Wal-Mart announces recycling commitments

The retailer and its suppliers will invest more than $100 million in recycling infrastructure projects.


Wal-Mart, Bentonville, Arkansas, has joined up with CEOs from more than a dozen companies to sign commitments designed to “accelerate innovation in recycling and sustainable agriculture.”

The pledges were announced during Wal-Mart’s inaugural Sustainable Product Expo (Click here to watch video the expo.), a three-day event Wal-Mart says was designed “to expand the availability of products that sustain people and the environment.”

The participating companies represent more than $100 billion in sales at Wal-Mart. The firms signing the pledge include Campbell Soup Co., Cargill, Dairy Farmers of America, General Mills, Monsanto, Kellogg Co., PepsiCo, Goldman Sachs, Johnson & Johnson, Keurig Green Mountain Inc., Procter & Gamble, SC Johnson, Unilever and Wal-Mart itself.

The companies say they will launch a recycling initiative called the Closed Loop Fund, which has a goal of making recycling available to all Americans. The fund aims to invest $100 million in recycling infrastructure projects and spur private and public funding “for transforming the recycling system in the United States,” according to the participating companies.
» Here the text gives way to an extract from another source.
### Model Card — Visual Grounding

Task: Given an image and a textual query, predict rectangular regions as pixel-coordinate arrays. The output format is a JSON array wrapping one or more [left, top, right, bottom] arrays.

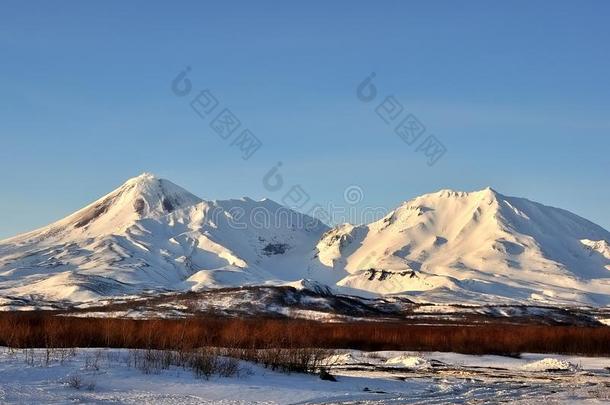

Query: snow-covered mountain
[[311, 188, 610, 306], [1, 174, 609, 307], [0, 173, 326, 303]]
“Wal-Mart and our suppliers recognize that collaboration is the key to bringing sustainable solutions to all of our customers,” says Doug McMillon, president and CEO of Wal-Mart Stores Inc. “A great deal of innovative work is happening every day, but there are still too many gaps and missed opportunities. Today’s commitments are about creating real systems change from one end of the supply chain to the other—meaning how products are grown and made, how they’re transported and sold and how we touch the lives of people along the way.”
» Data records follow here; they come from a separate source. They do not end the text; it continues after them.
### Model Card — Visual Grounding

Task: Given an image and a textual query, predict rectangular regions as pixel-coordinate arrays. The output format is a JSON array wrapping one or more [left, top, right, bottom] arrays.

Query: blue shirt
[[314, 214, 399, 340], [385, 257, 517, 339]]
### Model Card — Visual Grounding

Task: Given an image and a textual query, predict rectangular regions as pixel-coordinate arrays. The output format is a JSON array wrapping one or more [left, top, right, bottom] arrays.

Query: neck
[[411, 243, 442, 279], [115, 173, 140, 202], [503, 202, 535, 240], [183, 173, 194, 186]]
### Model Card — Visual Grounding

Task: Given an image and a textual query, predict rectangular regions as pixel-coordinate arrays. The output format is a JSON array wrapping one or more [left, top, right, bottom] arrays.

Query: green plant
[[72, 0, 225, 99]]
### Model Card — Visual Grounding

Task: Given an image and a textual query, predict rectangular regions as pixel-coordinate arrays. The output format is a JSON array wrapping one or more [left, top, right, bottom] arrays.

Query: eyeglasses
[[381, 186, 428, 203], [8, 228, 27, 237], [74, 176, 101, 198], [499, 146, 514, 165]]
Wal-Mart says the five key commitments the parties will focus on are:

  • creating economic value for cities by reducing disposal fees and increasing revenue from the sale of recyclable commodities;
  • creating local jobs and community engagement;
  • increasing the supply and use of affordable postconsumer recycled materials in consumer goods;
  • preserving natural resources; and
  • facilitating innovative private sector investment to support recycling.